JIM: Agora, deixe-se levar, Laura, é só se deixar levar.

LAURA: Eu –

JIM: Vamos!

LAURA: – estou tentando!

JIM: Não fique tensa – é só relaxar!

LAURA: Eu sei, mas eu –

JIM: Solta a coluna! Isso, muito melhor.

LAURA: É mesmo?

JIM: Muito, muito melhor! (Ele a conduz pela sala, numa valsa desajeitada.)

LAURA: Eu não acredito!

JIM: Ha-ha!

LAURA: Meu Deus!


JIM: Ha-ha-ha! (De repente eles batem na mesa e o unicórnio cai no chão. Jim pára de
dançar.) No que batemos?

LAURA: Na mesa.

JIM: Caiu alguma coisa?Tomara que não tenha sido o cavalinho de vidro com o chifre!

LAURA: Foi. (Ela se curva para apanhá-lo.)

JIM: Ah, não. Quebrou?

LAURA: Agora ele ficou igual a todos os outros cavalos.

JIM: Perdeu o –

LAURA: Chifre! Não tem importância. Talvez seja uma bênção disfarçada.

JIM: Você nunca vai me perdoar. Aposto que era seu favorito.

LAURA: Eu não tenho favoritos. Não é nenhuma tragédia, Sardento. É tão fácil o vidro se
quebrar. Mesmo tomando muito cuidado. O tráfego sacode as prateleiras e as coisas caem.

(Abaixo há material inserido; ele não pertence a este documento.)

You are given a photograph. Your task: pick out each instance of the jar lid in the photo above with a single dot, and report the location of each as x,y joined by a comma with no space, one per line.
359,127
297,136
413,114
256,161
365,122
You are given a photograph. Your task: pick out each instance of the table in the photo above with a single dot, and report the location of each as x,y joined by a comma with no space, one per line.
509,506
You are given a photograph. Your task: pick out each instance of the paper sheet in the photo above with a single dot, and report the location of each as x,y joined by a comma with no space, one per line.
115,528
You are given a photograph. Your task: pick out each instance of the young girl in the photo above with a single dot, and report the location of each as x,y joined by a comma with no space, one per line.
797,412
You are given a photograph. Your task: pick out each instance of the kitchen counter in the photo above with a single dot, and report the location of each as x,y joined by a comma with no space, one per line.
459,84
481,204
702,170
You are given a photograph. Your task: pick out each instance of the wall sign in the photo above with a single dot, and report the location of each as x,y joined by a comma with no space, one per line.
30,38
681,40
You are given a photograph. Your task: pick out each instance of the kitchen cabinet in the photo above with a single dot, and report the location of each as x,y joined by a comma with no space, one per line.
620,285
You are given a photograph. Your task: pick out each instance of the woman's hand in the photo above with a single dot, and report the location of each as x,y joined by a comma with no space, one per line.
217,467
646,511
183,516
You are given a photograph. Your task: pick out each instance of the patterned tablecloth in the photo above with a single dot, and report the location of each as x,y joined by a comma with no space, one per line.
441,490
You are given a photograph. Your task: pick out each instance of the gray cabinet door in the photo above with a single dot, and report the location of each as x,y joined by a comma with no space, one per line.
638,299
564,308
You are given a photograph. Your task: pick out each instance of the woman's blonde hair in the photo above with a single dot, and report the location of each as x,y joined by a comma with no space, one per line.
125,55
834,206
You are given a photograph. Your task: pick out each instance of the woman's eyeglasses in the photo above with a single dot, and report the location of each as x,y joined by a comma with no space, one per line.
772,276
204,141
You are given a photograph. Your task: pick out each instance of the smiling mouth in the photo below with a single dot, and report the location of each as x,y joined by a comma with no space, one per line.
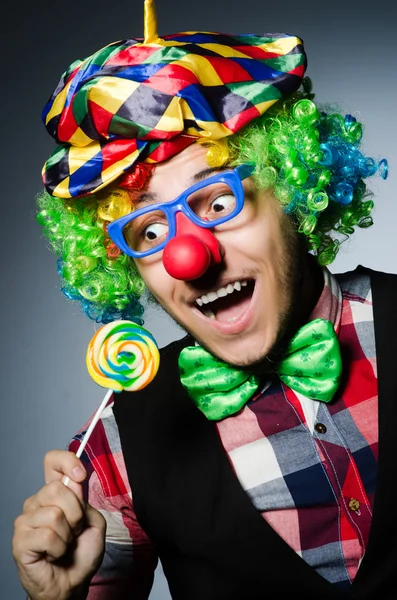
227,303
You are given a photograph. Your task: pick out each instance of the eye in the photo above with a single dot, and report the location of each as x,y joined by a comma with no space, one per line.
225,204
155,231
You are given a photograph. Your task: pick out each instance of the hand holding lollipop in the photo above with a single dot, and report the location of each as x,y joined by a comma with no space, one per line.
120,356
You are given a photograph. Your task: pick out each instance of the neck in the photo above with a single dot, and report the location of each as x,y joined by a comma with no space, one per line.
308,289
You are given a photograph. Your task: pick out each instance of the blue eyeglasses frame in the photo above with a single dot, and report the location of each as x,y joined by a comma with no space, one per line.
233,178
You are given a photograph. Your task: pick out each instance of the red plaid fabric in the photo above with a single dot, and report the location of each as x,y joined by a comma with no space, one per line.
309,468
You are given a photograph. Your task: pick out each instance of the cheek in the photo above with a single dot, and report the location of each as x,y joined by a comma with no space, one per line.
156,278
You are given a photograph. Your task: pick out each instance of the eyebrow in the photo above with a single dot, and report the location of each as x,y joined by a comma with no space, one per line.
150,198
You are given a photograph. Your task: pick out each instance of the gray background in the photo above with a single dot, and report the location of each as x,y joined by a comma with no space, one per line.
46,393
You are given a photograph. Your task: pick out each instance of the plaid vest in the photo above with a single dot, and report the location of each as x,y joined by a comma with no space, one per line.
212,541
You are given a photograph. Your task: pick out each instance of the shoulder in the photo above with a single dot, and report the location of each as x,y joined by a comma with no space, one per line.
358,283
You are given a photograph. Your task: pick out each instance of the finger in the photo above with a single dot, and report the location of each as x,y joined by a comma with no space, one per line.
95,519
57,495
35,543
50,517
58,463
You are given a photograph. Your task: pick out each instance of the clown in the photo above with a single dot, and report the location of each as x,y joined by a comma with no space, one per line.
197,168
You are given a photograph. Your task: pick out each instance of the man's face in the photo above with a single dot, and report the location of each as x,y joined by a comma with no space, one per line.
259,251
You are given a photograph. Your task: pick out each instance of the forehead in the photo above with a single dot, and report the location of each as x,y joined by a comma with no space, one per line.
178,172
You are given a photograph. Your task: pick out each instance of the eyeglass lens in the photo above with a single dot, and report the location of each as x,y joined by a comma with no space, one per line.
212,203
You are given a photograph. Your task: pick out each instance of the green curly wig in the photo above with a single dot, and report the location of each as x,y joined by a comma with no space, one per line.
311,159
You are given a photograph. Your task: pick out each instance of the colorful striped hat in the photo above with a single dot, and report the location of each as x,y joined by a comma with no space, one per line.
147,99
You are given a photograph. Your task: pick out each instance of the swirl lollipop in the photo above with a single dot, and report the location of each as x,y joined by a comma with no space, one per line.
120,356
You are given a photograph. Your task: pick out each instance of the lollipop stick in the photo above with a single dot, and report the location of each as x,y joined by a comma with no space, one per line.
66,480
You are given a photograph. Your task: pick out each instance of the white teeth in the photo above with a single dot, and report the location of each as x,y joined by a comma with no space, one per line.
209,314
222,292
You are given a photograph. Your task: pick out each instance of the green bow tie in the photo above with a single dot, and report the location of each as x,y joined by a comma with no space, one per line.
312,365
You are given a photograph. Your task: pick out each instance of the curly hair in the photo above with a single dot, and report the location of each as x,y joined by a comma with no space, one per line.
310,158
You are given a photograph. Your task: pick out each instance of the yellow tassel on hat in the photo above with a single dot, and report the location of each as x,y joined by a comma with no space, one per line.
150,23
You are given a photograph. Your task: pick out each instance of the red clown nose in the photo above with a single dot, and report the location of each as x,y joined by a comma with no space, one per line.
189,254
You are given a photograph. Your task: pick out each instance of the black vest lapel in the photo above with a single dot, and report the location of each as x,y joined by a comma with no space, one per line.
212,542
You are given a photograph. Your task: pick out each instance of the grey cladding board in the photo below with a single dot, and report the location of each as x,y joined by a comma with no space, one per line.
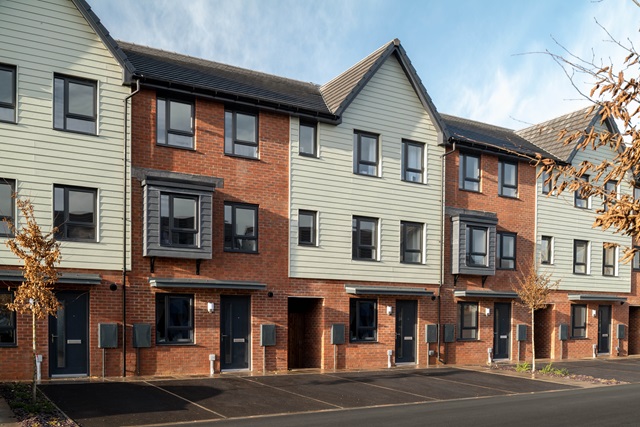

JIM: Mesmo assim eu me sinto muito mal por ter causado isso.

LAURA: Vou imaginar que ele foi operado. O chifre foi removido para que ele se sentisse
menos – esquisito! (Os dois riem.) Agora ele vai ficar mais à vontade com os outros cavalos,
que não têm chifres...

JIM: Ha-ha, isso é muito engraçado! (Ele fica sério de repente.) Você tem senso de humor,
isso é bom! Sabe – você é – muito diferente! Surpreendentemente diferente de todas as
pessoas que eu conheço! (Sua voz torna-se suave e hesitante, cheia de verdadeiro
sentimento.) Importa-se de eu dizer isso para você? (Laura fica desconcertada, sem
palavras.) Estou falando no bom sentido – (Laura concorda balançando a cabeça e
desviando o olhar.) Você me faz sentir – não sei como falar! Normalmente sou muito bom
para me expressar, mas – não sei como dizer isso! (Laura toca na própria garganta, limpa
um pigarro de puro nervoso e aperta o unicórnio quebrado em suas mãos. A voz dele se
torna mais suave.) Alguma vez alguém já lhe disse que você é bonita? (Há uma pausa e o
volume da música aumenta um pouco. Laura levanta o olhar, maravilhada, e balança a
cabeça.) Pois você é! De uma maneira muito diferente de qualquer outra pessoa. E mais
bonita ainda por causa da diferença, também. (A voz dele fica mais baixa e rouca. Laura se
vira, quase desmaiando por sentir emoções tão novas.) Eu queria que você fosse minha
irmã. Eu a ensinaria a ter mais segurança em si mesma. Pessoas diferentes não são como
as outras, mas ser diferente não é motivo para se envergonhar. Porque as outras pessoas
não 70 são tão maravilhosas. E existem milhões delas. Mas você é única! Elas andam pelo
mundo inteiro. Você fica só aqui. Elas são comuns como ervas daninhas, mas – você – você
é um Botão de Rosa!

(Eles se aproximam, a cena congela e Jim deixa de existir para os olhos de Laura.)